Page added on July 2, 2006
Back in the 1950s and 60s, a large clock in New York’s Times Square kept tabs on the potential nuclear confrontation between the United States and the Soviet Union. Named the Doomsday Clock, it attempted to focus the minute hand on the nearness of a nuclear holocaust as both of the world’s nuclear-armed superpowers stumbled from one crisis to another. As the events of mid-October 1962 proved, such an unthinkable cataclysm came close to happening.
Today such an indicator of looming tragedy has been replaced by an economic version – the energy doomsday clock. Unlike its predecessor, however, the sense of concern that accompanied nuclear confrontation is not manifest in the energy crisis.
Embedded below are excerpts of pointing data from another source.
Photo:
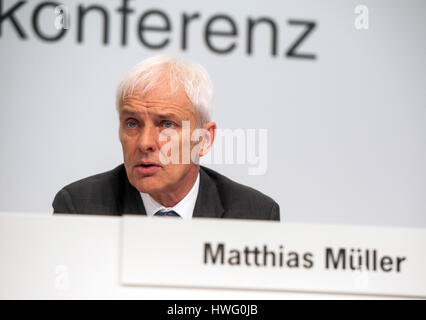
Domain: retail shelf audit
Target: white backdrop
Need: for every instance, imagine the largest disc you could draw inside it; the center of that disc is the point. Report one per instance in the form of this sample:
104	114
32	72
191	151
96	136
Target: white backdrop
346	131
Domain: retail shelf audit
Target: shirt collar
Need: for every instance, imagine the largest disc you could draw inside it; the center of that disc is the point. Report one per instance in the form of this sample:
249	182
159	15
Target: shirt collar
184	208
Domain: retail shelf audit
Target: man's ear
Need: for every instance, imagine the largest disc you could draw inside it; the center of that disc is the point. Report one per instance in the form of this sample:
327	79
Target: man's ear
208	138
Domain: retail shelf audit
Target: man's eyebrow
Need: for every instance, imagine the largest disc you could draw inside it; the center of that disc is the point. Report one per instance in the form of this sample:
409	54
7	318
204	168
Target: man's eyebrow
165	115
128	112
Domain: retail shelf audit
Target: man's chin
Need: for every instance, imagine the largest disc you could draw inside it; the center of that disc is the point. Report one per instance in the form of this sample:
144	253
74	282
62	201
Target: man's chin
147	185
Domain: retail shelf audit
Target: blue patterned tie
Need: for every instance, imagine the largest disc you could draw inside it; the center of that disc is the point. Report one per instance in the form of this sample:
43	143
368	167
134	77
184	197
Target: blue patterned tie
166	214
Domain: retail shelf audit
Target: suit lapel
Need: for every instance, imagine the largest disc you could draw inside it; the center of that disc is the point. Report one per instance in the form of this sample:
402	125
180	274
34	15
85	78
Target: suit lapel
208	204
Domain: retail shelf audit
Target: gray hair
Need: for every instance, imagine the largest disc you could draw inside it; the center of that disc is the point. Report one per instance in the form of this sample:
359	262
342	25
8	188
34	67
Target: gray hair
192	77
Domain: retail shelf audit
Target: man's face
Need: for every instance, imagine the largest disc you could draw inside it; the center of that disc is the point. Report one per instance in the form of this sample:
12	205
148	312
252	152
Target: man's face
142	119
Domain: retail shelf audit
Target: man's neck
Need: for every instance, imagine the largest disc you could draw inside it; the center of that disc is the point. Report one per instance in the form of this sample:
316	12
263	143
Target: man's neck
172	197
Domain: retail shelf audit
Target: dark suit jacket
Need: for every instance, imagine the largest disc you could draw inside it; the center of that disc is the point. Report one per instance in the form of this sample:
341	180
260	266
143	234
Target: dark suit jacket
110	193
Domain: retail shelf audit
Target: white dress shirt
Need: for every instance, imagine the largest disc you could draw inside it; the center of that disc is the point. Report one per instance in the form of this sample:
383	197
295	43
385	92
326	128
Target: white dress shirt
184	208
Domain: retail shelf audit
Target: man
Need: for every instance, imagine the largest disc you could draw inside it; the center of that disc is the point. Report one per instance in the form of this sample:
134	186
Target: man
164	108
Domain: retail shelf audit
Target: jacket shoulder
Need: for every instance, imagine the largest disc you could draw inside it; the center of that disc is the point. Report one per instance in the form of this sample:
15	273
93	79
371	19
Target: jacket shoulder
97	193
239	200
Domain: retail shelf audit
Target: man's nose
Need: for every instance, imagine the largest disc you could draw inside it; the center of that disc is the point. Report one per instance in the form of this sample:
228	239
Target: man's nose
148	139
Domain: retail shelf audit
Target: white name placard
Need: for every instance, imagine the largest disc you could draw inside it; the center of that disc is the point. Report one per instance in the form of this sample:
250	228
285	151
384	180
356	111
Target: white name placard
260	255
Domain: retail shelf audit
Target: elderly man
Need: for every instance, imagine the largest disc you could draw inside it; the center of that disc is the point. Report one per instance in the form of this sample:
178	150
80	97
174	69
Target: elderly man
159	100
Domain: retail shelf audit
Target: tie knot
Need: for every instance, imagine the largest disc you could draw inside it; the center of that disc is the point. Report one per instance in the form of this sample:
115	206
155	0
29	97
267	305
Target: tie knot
166	214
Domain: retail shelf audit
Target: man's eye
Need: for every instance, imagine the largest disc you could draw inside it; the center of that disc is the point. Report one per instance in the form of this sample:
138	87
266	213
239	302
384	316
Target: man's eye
131	124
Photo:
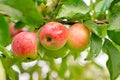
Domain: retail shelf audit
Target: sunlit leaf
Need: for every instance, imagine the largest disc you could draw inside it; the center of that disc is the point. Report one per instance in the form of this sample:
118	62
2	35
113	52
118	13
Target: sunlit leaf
70	8
102	6
23	10
114	19
4	32
93	27
113	63
95	47
113	35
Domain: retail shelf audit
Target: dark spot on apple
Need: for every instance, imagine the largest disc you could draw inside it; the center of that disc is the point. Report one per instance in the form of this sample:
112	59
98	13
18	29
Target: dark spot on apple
49	39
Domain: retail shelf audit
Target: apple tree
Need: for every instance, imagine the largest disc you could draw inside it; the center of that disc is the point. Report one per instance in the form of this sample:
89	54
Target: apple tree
52	35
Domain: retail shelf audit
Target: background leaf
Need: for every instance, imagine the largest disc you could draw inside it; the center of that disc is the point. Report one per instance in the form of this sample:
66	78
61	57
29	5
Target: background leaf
23	10
93	27
113	35
95	47
4	32
70	8
102	6
113	64
114	19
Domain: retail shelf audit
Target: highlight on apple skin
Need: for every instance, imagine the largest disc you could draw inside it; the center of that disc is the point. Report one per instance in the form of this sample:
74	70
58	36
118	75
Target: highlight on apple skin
24	45
78	37
53	35
13	31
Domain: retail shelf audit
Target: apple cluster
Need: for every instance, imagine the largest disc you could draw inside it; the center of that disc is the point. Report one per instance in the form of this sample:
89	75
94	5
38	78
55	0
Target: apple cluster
54	38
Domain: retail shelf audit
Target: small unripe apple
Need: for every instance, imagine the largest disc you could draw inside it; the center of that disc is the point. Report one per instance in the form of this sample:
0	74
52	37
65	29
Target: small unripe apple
24	44
53	35
78	37
13	31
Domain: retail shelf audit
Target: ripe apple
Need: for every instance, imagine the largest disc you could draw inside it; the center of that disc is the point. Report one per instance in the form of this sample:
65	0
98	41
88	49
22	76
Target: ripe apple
53	35
78	37
62	52
13	31
24	44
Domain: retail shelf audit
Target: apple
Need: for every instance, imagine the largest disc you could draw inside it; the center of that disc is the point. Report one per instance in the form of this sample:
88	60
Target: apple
78	37
62	52
53	35
13	31
24	44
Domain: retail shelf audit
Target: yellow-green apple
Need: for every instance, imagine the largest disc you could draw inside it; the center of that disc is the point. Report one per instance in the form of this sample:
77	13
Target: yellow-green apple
78	37
62	52
53	35
24	44
13	31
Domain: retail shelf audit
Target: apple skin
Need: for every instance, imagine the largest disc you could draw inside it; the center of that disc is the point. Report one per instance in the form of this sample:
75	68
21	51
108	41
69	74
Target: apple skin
78	37
62	52
24	44
53	35
13	31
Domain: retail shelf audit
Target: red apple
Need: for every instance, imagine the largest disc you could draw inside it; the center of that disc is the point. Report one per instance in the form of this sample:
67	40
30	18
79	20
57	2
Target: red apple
53	35
78	37
24	44
13	31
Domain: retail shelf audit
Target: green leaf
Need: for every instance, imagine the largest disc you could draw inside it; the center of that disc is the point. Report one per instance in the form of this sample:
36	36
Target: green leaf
102	6
23	10
93	27
19	25
114	19
113	63
5	51
70	8
95	47
63	68
11	74
113	3
2	71
4	32
113	35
As global demand for oil and natural gas keeps growing at the rate of 2 percent to 3 percent a year, sources available to America’s rapidly expanding consumer sector are drying up. It comes at a time when new areas of global oil demand are popping up like never before.
Unquenchable needs
It’s not only the fact that since 1970 depletion has exceeded new discoveries by a two-to-one ratio, but previous global reserves are being snatched away from the private oil multinationals on which America’s unquenchable needs are dependent. With America’s huge consumer sector comprising the overwhelming percentage of gasoline used in the world today, either additional suppliers or reduced demand will provide the eventual answer to this energy standoff.